Wanua.id – Aliansi Masyarakat Adat Nusantara (AMAN) menyuarakan keprihatinan terkait minimnya pelibatan masyarakat adat dalam upaya pelestarian keanekaragaman hayati di Indonesia. Deputi Sekretaris Jenderal AMAN, Eustobio Rero Renggi, menegaskan bahwa masyarakat adat belum dimaksimalkan sebagai mitra utama untuk melindungi lingkungan dan ekosistem, meskipun telah lama menjadi penjaga hutan dan biodiversitas.
“Pelibatan penuh masyarakat adat sebagai mitra utama ini memang belum maksimal, dan ini harus menjadi kewajiban pasca COP16,” ujar Eustobio, seperti dikutip dari Tempo. Pernyataan ini merujuk pada hasil Conference of the Parties 16 (COP16) di bawah Convention on Biological Diversity (CBD), yang berlangsung di Cali, Kolombia, dari 21 Oktober hingga 2 November 2024.
AMAN juga mencatat bahwa banyak wilayah adat kini telah dikuasai untuk investasi skala besar yang justru merusak lingkungan. “Eksploitasi berlebihan atas nama pembangunan harus dihentikan, dan pemerintah seharusnya menghormati hak-hak masyarakat adat yang selama ini menjaga ekosistem secara turun-temurun,” tambah Eustobio.

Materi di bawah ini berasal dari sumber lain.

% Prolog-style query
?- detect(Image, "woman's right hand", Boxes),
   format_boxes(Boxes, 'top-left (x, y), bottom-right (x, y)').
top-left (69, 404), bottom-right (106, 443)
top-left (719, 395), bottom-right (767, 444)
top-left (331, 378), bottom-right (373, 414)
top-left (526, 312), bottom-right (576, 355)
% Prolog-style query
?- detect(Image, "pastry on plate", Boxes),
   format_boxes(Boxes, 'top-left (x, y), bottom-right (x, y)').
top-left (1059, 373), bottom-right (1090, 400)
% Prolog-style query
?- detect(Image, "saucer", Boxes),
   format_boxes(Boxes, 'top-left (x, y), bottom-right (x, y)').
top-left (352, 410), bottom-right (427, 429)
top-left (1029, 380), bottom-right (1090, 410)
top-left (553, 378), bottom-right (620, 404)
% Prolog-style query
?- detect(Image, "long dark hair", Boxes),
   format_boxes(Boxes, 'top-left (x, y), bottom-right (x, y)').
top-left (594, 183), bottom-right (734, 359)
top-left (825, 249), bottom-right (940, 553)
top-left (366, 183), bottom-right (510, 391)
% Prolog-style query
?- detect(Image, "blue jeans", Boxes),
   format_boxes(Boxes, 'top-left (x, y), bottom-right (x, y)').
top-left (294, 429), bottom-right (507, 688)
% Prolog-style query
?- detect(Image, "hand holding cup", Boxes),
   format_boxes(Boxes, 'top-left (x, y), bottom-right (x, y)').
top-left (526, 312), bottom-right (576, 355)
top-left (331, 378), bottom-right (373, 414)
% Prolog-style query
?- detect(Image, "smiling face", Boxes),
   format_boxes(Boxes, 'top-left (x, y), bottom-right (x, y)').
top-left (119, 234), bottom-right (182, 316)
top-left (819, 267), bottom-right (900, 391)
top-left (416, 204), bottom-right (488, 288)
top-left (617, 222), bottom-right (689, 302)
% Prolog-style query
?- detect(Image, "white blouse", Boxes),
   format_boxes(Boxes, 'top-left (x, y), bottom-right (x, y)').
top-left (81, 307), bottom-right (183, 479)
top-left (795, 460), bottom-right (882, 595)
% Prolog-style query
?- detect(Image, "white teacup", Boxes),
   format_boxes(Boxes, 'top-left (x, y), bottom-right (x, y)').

COP16 CBD kembali mengangkat target global untuk perlindungan keanekaragaman hayati. Manager Riset dan Data Forest Watch Indonesia, Ogy Dwi Aulia, menjelaskan bahwa setelah Aichi Biodiversity Targets (2011–2020) sebagian besar tidak tercapai, kini Kunming-Montreal Global Biodiversity Framework (KMGBF) menetapkan 23 target hingga 2030, tujuh di antaranya mengakomodasi hak masyarakat adat.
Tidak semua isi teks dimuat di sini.